Department of Medicine, University of Texas Southwestern Medical Center, Dallas (A.A.L., C.R.A., I.N., A.P., M.H.D., J.D.B., J.A.d.L.).
Department of Epidemiology, Johns Hopkins Bloomberg School of Public Health, Baltimore, MD (E.S.).
Circulation. 2020 Mar 24;141(12):957-967. doi: 10.1161/CIRCULATIONAHA.119.043628. Epub 2020 Jan 14.

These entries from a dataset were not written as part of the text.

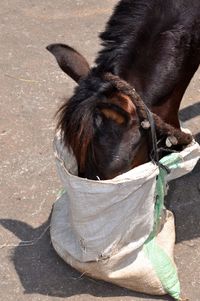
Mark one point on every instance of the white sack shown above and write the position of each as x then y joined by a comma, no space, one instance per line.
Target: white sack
100,227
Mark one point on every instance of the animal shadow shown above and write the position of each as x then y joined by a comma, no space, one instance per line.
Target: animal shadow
41,271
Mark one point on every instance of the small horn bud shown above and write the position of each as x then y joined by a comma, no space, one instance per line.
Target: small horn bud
145,124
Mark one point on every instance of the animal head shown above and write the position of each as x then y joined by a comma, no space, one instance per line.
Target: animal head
102,122
99,123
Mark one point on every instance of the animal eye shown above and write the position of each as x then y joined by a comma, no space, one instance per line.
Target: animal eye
98,120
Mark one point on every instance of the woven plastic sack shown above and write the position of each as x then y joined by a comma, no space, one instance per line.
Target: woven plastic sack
118,230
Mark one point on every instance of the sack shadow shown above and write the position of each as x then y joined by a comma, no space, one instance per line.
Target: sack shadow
42,271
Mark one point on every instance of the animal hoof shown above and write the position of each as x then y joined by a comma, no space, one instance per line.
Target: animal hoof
171,140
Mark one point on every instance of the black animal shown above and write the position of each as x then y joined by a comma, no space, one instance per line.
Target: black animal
152,46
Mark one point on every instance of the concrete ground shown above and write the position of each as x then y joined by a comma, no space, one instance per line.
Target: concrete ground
32,88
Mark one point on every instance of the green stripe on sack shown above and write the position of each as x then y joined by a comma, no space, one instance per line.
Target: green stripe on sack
161,262
164,268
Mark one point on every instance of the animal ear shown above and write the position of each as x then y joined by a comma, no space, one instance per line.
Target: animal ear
119,108
70,61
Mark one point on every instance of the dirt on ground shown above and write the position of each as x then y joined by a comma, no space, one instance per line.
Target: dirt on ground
32,89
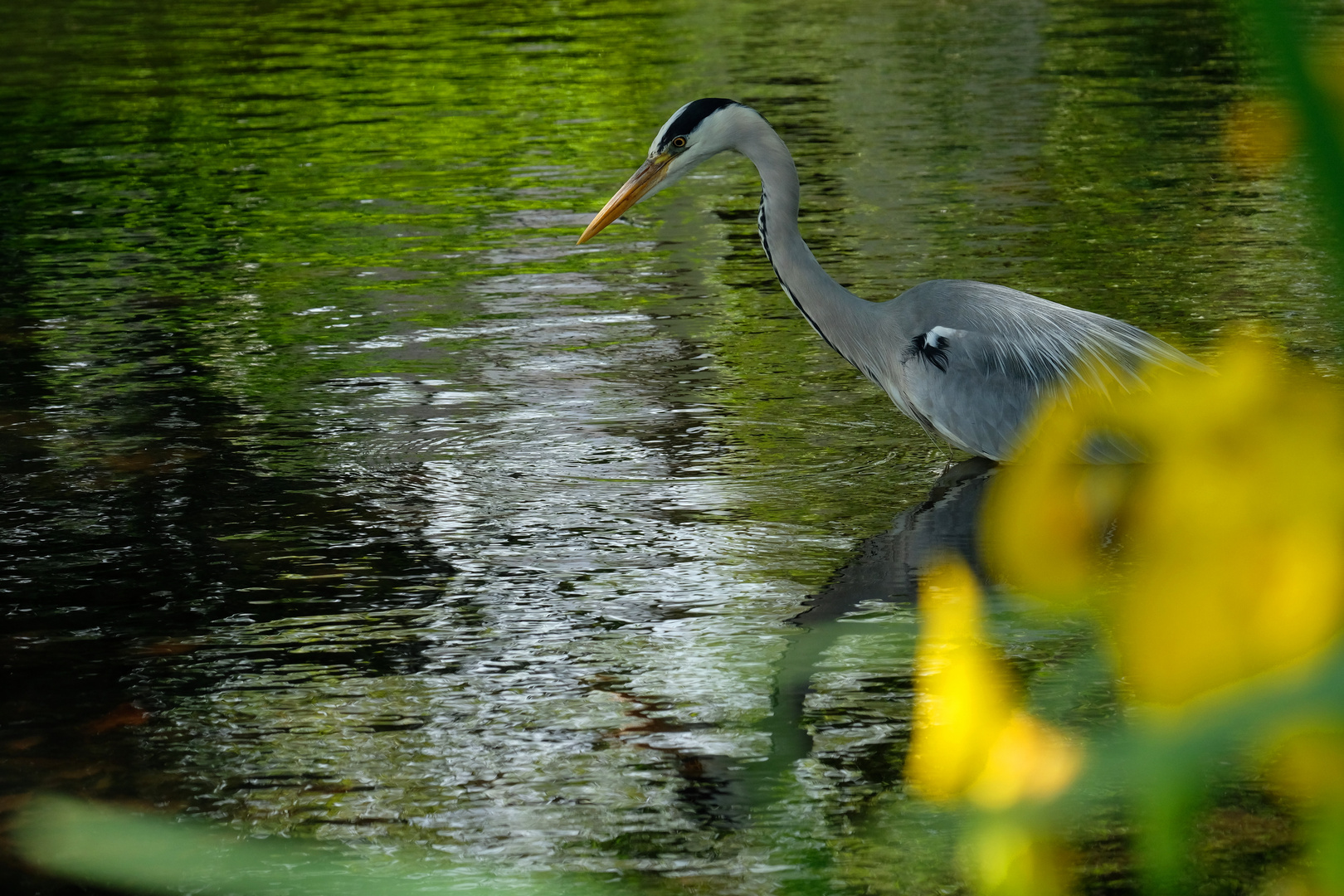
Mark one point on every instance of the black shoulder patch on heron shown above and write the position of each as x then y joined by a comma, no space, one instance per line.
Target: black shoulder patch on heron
933,353
693,116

A malignant subphenotype of left ventricular hypertrophy (LVH) has been described, in which minimal elevations in cardiac biomarkers identify individuals with LVH at high risk for developing heart failure (HF). We tested the hypothesis that a higher prevalence of malignant LVH among blacks may contribute to racial disparities in HF risk.
Participants (n=15 710) without prevalent cardiovascular disease were pooled from 3 population-based cohort studies, the ARIC Study (Atherosclerosis Risk in Communities), the DHS (Dallas Heart Study), and the MESA (Multi-Ethnic Study of Atherosclerosis). Participants were classified into 3 groups: those without ECG-LVH, those with ECG-LVH and normal biomarkers (hs-cTnT (high sensitivity cardiac troponin-T) <6 ng/L and NT-proBNP (N-terminal pro-B-type natriuretic peptide) <100 pg/mL), and those with ECG-LVH and abnormal levels of either biomarker (malignant LVH). The outcome was incident HF.
Over the 10-year follow-up period, HF occurred in 512 (3.3%) participants, with 5.2% in black men, 3.8% in white men, 3.2% in black women, and 2.2% in white women. The prevalence of malignant LVH was 3-fold higher among black men and women versus white men and women. Compared with participants without LVH, the adjusted hazard ratio for HF was 2.8 (95% CI, 2.1-3.5) in those with malignant LVH and 0.9 (95% CI, 0.6-1.5) in those with LVH and normal biomarkers, with similar findings in each race/sex subgroup. Mediation analyses indicated that 33% of excess hazard for HF among black men and 11% of the excess hazard among black women was explained by the higher prevalence of malignant LVH in blacks. Of black men who developed HF, 30.8% had malignant LVH at baseline, with a corresponding population attributable fraction of 0.21. The proportion of HF cases occurring among those with malignant LVH, and the corresponding population attributable fraction, were intermediate and similar among black women and white men and lowest among white women.
A higher prevalence of malignant LVH may in part explain the higher risk of HF among blacks versus whites. Strategies to prevent development or attenuate risk associated with malignant LVH should be investigated as a strategy to lower HF risk and mitigate racial disparities.
已描述出左心室肥厚(LVH)的恶性亚表型,其中心脏生物标志物的最小升高可确定 LVH 极高风险发生心力衰竭(HF)的个体。我们检验了以下假说,即黑人中恶性 LVH 的更高患病率可能导致 HF 风险的种族差异。
无现有心血管疾病的参与者(n=15710)来自 3 项基于人群的队列研究,即 ARIC 研究(社区动脉粥样硬化风险)、DHS(达拉斯心脏研究)和 MESA(动脉粥样硬化多民族研究)。参与者被分为 3 组:无心电图 LVH 组、心电图 LVH 且生物标志物正常组(高敏心肌肌钙蛋白-T(hs-cTnT)<6ng/L 和 N 末端 pro-B 型利钠肽(NT-proBNP)<100pg/mL)和心电图 LVH 且存在任一种生物标志物异常组(恶性 LVH)。结局为新发 HF。
在 10 年随访期间,512 名(3.3%)参与者发生 HF,黑人男性中为 5.2%,白人男性中为 3.8%,黑人女性中为 3.2%,白人女性中为 2.2%。恶性 LVH 在黑人男性和女性中比白人男性和女性高 3 倍。与无 LVH 的参与者相比,恶性 LVH 组 HF 的调整后 HR 为 2.8(95%CI,2.1-3.5),而 LVH 且生物标志物正常组为 0.9(95%CI,0.6-1.5),每个种族/性别亚组均有类似发现。中介分析表明,黑人男性中 HF 超额危险的 33%和黑人女性中 HF 超额危险的 11%可以用黑人中恶性 LVH 的更高患病率来解释。黑人中发生 HF 的男性中,有 30.8%在基线时患有恶性 LVH,对应的人群归因分数为 0.21。恶性 LVH 患者中 HF 病例的比例及其对应的人群归因分数在黑人和白人男性中处于中等和相似水平,在白人女性中最低。
恶性 LVH 的更高患病率可能部分解释了黑人相较于白人 HF 风险更高的原因。应研究预防恶性 LVH 发展或减轻与之相关风险的策略,作为降低 HF 风险和减轻种族差异的策略。